A problem that escapes the attention of the media as well as most people, is the prevalence of pro se lawsuits that accuse numerous people and entities with wrongdoing on vague or non-existent legal theories. Many but not all are filed by prisoners. Most lack the sophistication necessary to formulate a coherent legal strategy.
Unfortunately, I see these cases on a regular basis because fire departments are one of the entities that are commonly sued. Recall back in 2015 I posted about one that named 88 defendants including the Brockton Fire Department, the New England Patriots, and Tom Brady, along with the band Oasis, Def Jam Recordings, “the neighbors across the hall” and “a guy in the apartment to the left diagonal space from my old apartment”. Most pro se cases of this nature do not warrant much attention. There have been a couple of dozen this year alone naming fire departments.
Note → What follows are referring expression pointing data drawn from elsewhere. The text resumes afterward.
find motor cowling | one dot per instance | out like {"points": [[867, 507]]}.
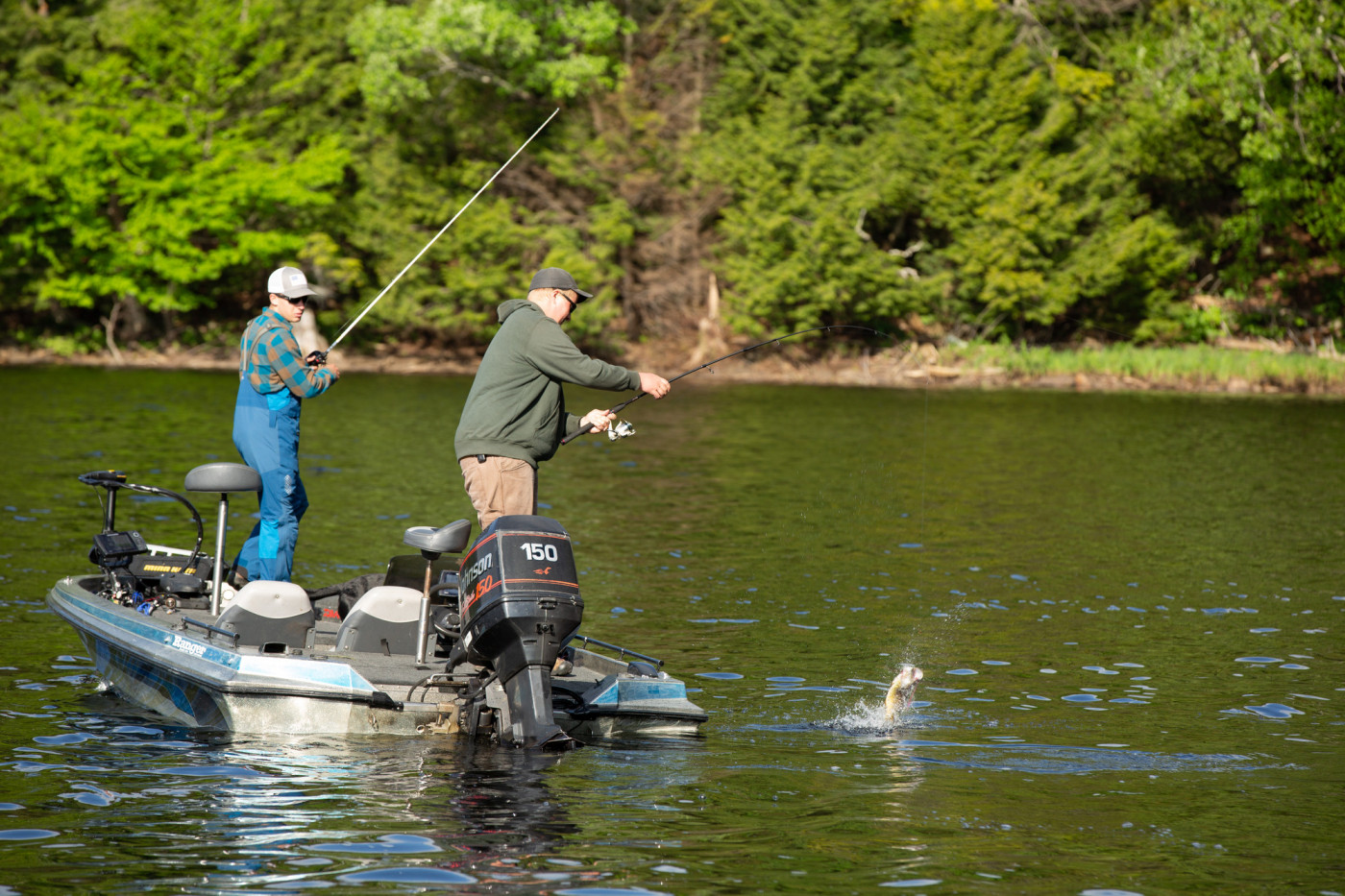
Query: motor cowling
{"points": [[520, 607]]}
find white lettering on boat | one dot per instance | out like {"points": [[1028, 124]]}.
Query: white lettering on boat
{"points": [[187, 646], [477, 568]]}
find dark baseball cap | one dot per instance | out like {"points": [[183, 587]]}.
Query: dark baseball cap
{"points": [[557, 278]]}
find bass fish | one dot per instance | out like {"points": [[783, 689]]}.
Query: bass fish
{"points": [[903, 689]]}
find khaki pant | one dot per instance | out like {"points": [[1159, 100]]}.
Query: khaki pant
{"points": [[500, 486]]}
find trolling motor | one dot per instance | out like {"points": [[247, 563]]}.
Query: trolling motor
{"points": [[134, 570], [520, 607]]}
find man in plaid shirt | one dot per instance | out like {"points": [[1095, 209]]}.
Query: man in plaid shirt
{"points": [[273, 379]]}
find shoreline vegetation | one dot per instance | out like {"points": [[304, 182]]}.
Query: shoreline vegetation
{"points": [[1237, 368]]}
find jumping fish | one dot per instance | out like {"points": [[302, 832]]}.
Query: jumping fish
{"points": [[903, 689]]}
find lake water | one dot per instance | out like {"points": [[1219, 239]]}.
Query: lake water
{"points": [[1129, 611]]}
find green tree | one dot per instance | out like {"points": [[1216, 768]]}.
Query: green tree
{"points": [[148, 173], [1263, 84]]}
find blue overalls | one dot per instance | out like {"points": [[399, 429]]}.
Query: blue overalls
{"points": [[266, 435]]}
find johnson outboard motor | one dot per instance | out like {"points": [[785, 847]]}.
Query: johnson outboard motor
{"points": [[520, 607]]}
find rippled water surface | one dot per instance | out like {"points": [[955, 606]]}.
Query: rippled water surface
{"points": [[1129, 611]]}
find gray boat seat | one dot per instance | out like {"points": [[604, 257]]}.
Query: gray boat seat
{"points": [[224, 478], [269, 613], [446, 540], [385, 620]]}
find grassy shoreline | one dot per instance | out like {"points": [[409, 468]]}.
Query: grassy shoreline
{"points": [[1123, 368]]}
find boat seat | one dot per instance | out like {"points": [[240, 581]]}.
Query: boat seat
{"points": [[269, 613], [385, 620], [224, 478], [446, 540]]}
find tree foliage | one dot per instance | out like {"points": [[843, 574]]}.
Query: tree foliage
{"points": [[1041, 170]]}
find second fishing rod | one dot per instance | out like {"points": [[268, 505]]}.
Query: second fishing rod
{"points": [[622, 429]]}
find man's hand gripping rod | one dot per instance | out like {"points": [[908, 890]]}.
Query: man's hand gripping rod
{"points": [[319, 358]]}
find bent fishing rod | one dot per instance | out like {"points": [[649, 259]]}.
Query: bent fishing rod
{"points": [[319, 358], [629, 430]]}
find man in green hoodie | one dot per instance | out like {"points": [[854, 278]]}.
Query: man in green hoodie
{"points": [[514, 416]]}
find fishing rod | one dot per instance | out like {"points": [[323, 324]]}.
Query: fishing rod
{"points": [[629, 430], [319, 358]]}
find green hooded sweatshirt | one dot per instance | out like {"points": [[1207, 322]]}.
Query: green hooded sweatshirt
{"points": [[517, 408]]}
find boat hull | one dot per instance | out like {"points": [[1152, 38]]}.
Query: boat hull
{"points": [[194, 678]]}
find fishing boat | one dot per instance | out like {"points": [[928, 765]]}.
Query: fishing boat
{"points": [[484, 644]]}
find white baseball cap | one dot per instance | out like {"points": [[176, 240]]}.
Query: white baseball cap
{"points": [[289, 282]]}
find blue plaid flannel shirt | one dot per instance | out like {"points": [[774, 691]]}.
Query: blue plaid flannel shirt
{"points": [[271, 359]]}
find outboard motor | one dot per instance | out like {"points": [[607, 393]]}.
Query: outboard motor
{"points": [[520, 607]]}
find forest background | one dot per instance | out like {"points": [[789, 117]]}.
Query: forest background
{"points": [[1038, 173]]}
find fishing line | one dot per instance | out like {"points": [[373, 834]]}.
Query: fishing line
{"points": [[322, 355], [588, 428]]}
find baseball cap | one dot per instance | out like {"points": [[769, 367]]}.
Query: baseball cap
{"points": [[289, 282], [557, 278]]}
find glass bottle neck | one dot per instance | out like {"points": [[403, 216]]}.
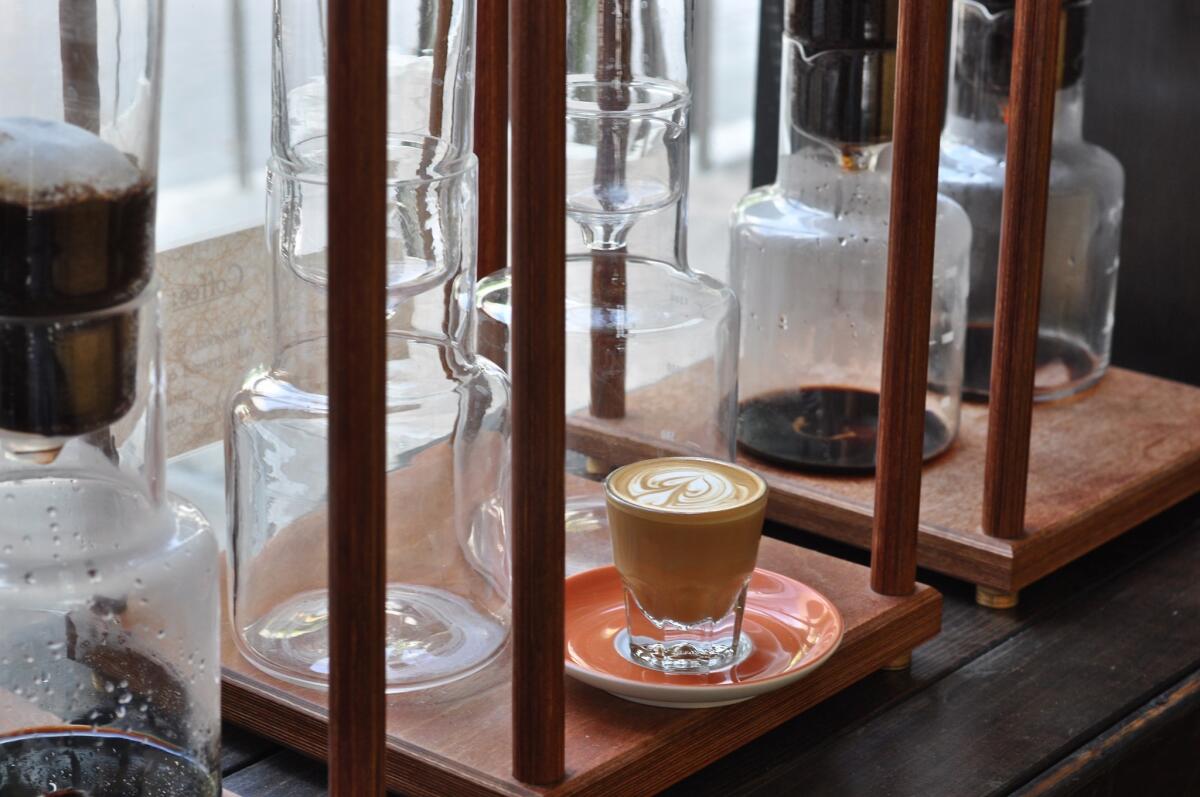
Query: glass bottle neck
{"points": [[981, 65], [437, 313], [823, 172]]}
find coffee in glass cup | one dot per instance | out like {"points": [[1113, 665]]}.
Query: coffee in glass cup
{"points": [[685, 538]]}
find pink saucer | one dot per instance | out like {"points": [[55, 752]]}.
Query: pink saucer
{"points": [[792, 629]]}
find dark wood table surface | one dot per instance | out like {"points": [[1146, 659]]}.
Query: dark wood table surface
{"points": [[1091, 685]]}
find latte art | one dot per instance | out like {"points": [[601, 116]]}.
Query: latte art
{"points": [[684, 485]]}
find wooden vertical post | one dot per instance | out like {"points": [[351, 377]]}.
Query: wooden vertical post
{"points": [[921, 79], [538, 48], [609, 280], [492, 133], [78, 51], [1019, 281], [358, 121]]}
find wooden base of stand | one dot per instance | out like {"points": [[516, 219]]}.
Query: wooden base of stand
{"points": [[456, 739], [996, 599], [899, 664], [1099, 463]]}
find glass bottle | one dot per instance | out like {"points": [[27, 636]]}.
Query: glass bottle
{"points": [[1084, 210], [809, 256], [109, 669], [651, 345], [448, 433]]}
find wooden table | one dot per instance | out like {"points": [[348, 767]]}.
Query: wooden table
{"points": [[1091, 685]]}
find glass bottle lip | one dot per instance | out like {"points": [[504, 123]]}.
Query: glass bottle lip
{"points": [[315, 169], [840, 96]]}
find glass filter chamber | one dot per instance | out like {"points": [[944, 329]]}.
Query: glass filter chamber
{"points": [[651, 345], [809, 256]]}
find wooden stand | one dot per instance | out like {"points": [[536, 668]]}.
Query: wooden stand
{"points": [[1024, 490], [1099, 465], [456, 739], [519, 721]]}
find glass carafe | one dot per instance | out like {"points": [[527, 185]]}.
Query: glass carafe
{"points": [[809, 256], [651, 345], [109, 669], [447, 425], [1079, 273]]}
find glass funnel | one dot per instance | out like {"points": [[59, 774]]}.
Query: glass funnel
{"points": [[109, 670], [651, 345], [1079, 271], [809, 256], [447, 413]]}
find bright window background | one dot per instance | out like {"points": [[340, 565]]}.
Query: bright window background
{"points": [[217, 111]]}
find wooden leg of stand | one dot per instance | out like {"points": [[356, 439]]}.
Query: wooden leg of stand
{"points": [[991, 598]]}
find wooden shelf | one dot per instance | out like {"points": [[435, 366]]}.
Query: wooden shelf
{"points": [[1099, 463], [457, 739]]}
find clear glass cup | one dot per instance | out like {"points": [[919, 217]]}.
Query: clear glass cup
{"points": [[651, 345], [809, 259], [109, 670], [448, 447], [685, 535], [1084, 208]]}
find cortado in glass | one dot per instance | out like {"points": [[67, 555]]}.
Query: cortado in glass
{"points": [[685, 538]]}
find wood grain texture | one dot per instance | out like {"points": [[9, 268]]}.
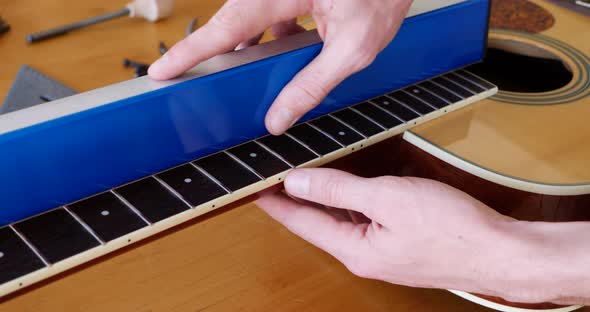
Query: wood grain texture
{"points": [[535, 142], [520, 15], [232, 259]]}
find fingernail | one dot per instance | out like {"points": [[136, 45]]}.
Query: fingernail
{"points": [[282, 120], [297, 183], [161, 61]]}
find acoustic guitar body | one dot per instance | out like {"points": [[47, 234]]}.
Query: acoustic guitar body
{"points": [[521, 152], [524, 151]]}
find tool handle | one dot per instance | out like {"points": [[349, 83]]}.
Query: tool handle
{"points": [[35, 37]]}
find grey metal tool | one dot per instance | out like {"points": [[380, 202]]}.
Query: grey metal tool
{"points": [[151, 10], [31, 88]]}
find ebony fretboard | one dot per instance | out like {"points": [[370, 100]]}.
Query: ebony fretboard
{"points": [[54, 241]]}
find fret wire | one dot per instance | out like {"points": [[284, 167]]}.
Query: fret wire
{"points": [[347, 125], [211, 177], [434, 94], [274, 153], [84, 225], [470, 80], [131, 207], [281, 158], [172, 190], [369, 118], [449, 90], [30, 245], [244, 164], [325, 134], [419, 99], [457, 84], [303, 144], [388, 112]]}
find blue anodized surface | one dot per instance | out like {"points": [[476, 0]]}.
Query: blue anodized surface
{"points": [[63, 160]]}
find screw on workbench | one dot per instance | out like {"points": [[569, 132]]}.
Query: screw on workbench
{"points": [[140, 68], [162, 47]]}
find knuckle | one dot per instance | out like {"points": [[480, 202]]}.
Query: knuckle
{"points": [[308, 93], [330, 189], [362, 59]]}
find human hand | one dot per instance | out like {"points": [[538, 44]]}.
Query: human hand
{"points": [[406, 231], [353, 32]]}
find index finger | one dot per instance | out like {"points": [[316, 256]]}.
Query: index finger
{"points": [[235, 22]]}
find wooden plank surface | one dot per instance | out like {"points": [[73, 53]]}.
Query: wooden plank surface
{"points": [[238, 259]]}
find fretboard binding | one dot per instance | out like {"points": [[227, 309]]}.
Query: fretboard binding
{"points": [[172, 191], [30, 245], [221, 198], [131, 207], [84, 225]]}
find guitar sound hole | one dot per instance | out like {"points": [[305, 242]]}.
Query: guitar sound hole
{"points": [[522, 73]]}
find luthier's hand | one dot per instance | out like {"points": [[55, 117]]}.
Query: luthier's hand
{"points": [[423, 233], [353, 31]]}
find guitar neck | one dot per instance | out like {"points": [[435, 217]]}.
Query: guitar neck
{"points": [[54, 241]]}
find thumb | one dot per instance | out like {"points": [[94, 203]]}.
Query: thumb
{"points": [[338, 189]]}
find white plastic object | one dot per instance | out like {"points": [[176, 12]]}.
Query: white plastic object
{"points": [[151, 10]]}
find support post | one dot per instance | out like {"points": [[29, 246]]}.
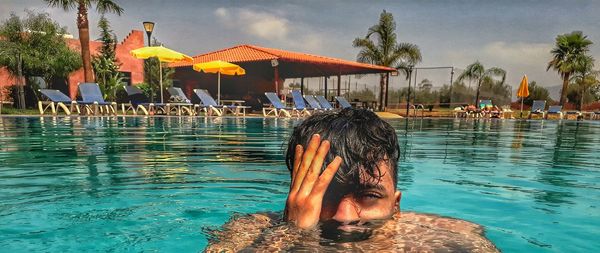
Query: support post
{"points": [[339, 85], [326, 88], [450, 91], [276, 76], [302, 86], [387, 86]]}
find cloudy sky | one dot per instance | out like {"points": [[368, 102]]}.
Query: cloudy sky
{"points": [[516, 35]]}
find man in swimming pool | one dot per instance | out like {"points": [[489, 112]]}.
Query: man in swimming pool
{"points": [[343, 196]]}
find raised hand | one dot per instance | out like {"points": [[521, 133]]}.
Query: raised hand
{"points": [[303, 205]]}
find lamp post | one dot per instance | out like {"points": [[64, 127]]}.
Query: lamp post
{"points": [[149, 27]]}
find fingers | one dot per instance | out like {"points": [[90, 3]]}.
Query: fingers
{"points": [[326, 177], [315, 168], [297, 158], [306, 160]]}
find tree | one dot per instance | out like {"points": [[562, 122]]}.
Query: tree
{"points": [[34, 47], [151, 74], [380, 47], [476, 71], [568, 50], [585, 78], [105, 63], [82, 6]]}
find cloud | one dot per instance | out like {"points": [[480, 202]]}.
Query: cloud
{"points": [[270, 28], [531, 54], [259, 24], [517, 58]]}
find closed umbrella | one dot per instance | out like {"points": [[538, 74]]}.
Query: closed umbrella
{"points": [[523, 91], [219, 67], [164, 55]]}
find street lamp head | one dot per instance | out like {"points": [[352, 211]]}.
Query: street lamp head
{"points": [[148, 26]]}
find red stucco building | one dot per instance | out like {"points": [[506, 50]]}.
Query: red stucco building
{"points": [[132, 68]]}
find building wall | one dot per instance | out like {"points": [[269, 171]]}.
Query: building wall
{"points": [[134, 40]]}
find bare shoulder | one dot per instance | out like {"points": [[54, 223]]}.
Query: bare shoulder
{"points": [[240, 231], [452, 224]]}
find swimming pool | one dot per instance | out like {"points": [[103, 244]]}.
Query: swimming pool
{"points": [[154, 184]]}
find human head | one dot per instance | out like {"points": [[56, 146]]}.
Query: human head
{"points": [[364, 187]]}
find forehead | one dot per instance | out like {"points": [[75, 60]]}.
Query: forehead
{"points": [[382, 177]]}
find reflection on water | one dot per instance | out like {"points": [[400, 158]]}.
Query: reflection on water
{"points": [[153, 183]]}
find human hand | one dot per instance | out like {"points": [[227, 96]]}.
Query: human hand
{"points": [[303, 205]]}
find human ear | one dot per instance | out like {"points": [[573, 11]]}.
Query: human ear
{"points": [[397, 197]]}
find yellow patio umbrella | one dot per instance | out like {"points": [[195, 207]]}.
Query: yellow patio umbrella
{"points": [[164, 55], [523, 91], [219, 67]]}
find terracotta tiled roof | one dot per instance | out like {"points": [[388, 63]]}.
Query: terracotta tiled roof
{"points": [[251, 53]]}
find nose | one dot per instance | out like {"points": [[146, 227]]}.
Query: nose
{"points": [[347, 211]]}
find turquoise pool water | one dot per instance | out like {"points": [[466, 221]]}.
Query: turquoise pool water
{"points": [[152, 184]]}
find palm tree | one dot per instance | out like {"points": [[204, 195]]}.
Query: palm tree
{"points": [[380, 47], [477, 72], [569, 49], [585, 76], [102, 6]]}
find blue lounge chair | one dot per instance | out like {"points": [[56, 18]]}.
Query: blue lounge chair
{"points": [[276, 106], [343, 102], [325, 105], [181, 102], [209, 105], [538, 108], [140, 102], [92, 99], [554, 110], [57, 100], [312, 101], [485, 103], [299, 105]]}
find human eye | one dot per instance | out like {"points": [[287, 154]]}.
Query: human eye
{"points": [[369, 197]]}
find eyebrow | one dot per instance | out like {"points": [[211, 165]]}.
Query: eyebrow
{"points": [[368, 186]]}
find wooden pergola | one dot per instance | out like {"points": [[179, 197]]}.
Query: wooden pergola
{"points": [[284, 64]]}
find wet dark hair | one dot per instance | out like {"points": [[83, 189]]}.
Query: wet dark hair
{"points": [[358, 136]]}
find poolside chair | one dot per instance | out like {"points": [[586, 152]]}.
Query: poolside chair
{"points": [[210, 106], [312, 101], [343, 102], [538, 108], [554, 110], [93, 101], [299, 105], [277, 108], [57, 100], [325, 105], [182, 103], [140, 102]]}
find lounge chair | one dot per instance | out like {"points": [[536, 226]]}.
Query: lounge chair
{"points": [[299, 105], [210, 106], [554, 110], [182, 103], [277, 108], [93, 101], [577, 114], [343, 102], [57, 100], [312, 101], [538, 108], [140, 102], [325, 105], [460, 112]]}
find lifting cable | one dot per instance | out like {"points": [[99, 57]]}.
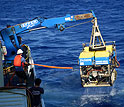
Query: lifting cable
{"points": [[53, 66]]}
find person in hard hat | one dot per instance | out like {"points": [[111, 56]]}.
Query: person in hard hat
{"points": [[36, 92], [19, 63]]}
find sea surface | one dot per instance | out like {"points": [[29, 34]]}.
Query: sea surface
{"points": [[52, 47]]}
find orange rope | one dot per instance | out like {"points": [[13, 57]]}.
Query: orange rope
{"points": [[53, 66]]}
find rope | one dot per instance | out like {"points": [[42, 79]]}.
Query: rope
{"points": [[77, 24], [53, 66]]}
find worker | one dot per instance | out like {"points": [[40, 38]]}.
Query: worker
{"points": [[36, 92], [19, 63]]}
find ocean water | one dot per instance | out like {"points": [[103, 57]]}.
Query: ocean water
{"points": [[52, 47]]}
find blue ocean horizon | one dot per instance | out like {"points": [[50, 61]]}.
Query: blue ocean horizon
{"points": [[52, 47]]}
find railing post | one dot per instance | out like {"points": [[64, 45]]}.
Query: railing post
{"points": [[1, 68]]}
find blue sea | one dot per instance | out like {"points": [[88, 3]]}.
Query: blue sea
{"points": [[52, 47]]}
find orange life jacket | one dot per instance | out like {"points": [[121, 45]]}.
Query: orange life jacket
{"points": [[17, 60]]}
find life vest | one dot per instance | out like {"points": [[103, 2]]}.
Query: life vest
{"points": [[17, 60]]}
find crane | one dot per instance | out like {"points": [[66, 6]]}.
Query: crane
{"points": [[97, 60]]}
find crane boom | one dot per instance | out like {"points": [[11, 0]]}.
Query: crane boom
{"points": [[10, 34]]}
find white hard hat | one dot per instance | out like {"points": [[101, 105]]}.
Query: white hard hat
{"points": [[19, 51]]}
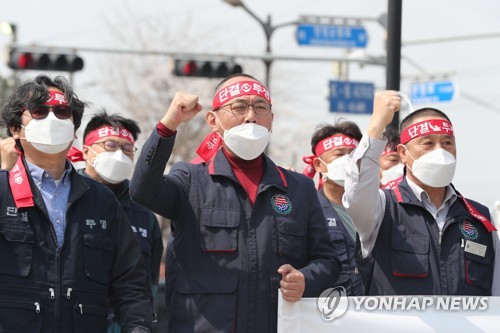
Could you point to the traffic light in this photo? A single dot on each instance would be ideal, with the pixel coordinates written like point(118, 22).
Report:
point(29, 59)
point(197, 68)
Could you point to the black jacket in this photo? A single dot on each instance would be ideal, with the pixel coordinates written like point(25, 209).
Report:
point(412, 257)
point(46, 289)
point(222, 260)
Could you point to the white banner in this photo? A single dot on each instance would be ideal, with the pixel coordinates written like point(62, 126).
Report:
point(388, 314)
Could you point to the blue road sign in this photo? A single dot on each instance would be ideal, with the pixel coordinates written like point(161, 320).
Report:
point(331, 35)
point(432, 92)
point(351, 97)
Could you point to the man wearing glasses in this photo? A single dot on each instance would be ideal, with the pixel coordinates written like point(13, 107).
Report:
point(242, 228)
point(108, 152)
point(67, 251)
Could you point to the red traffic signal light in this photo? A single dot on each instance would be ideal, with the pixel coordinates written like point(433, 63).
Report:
point(210, 69)
point(27, 59)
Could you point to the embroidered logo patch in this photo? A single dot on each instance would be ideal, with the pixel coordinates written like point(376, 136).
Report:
point(468, 230)
point(281, 204)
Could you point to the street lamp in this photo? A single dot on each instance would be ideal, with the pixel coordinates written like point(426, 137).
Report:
point(268, 31)
point(7, 28)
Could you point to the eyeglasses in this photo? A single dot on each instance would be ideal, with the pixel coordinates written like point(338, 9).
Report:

The Omaha Fire Department has found itself facing a pro se lawsuit filed by a prisoner who was accused of setting a dentist’s office on fire in 2016. Alphonso Vernell Fraizer, II filed suit last week in US District Court claiming he is the victim of a wide-ranging conspiracy to frame him for setting the fire. According to the complaint, the accusation originated with his ex-wife and the dentist for whom she works. The suit claims the Omaha Fire Department, Omaha Police Department, three prosecutors, two judges, and his ex-wife’s divorce attorney were also part of the conspiracy. Frazier claims the dentist and his ex-wife have been having an affair, and he was framed for the fire because he confronted the dentist.
The complaint alleges false arrest, race discrimination, violations of the 1st, 4th, 5th, 6th, 13th and 14th Amendments, “Human Trafficking and Slavery”, bullying, defamation, hate crimes, intentional infliction of severe emotional distress and HIPAA violations. One of the biggest challenges with pro se complaints is trying to understand whether the complaint is simply poorly drafted because of the lack of sophistication of the drafter, or whether the claims are indeed frivolous. I’ll let the reader be the judge of that.
Here is a copy of the complaint: Frazier v City of Omaha
Frazier is seeking $500,000,000 (that would be $5 hundred million) in damages.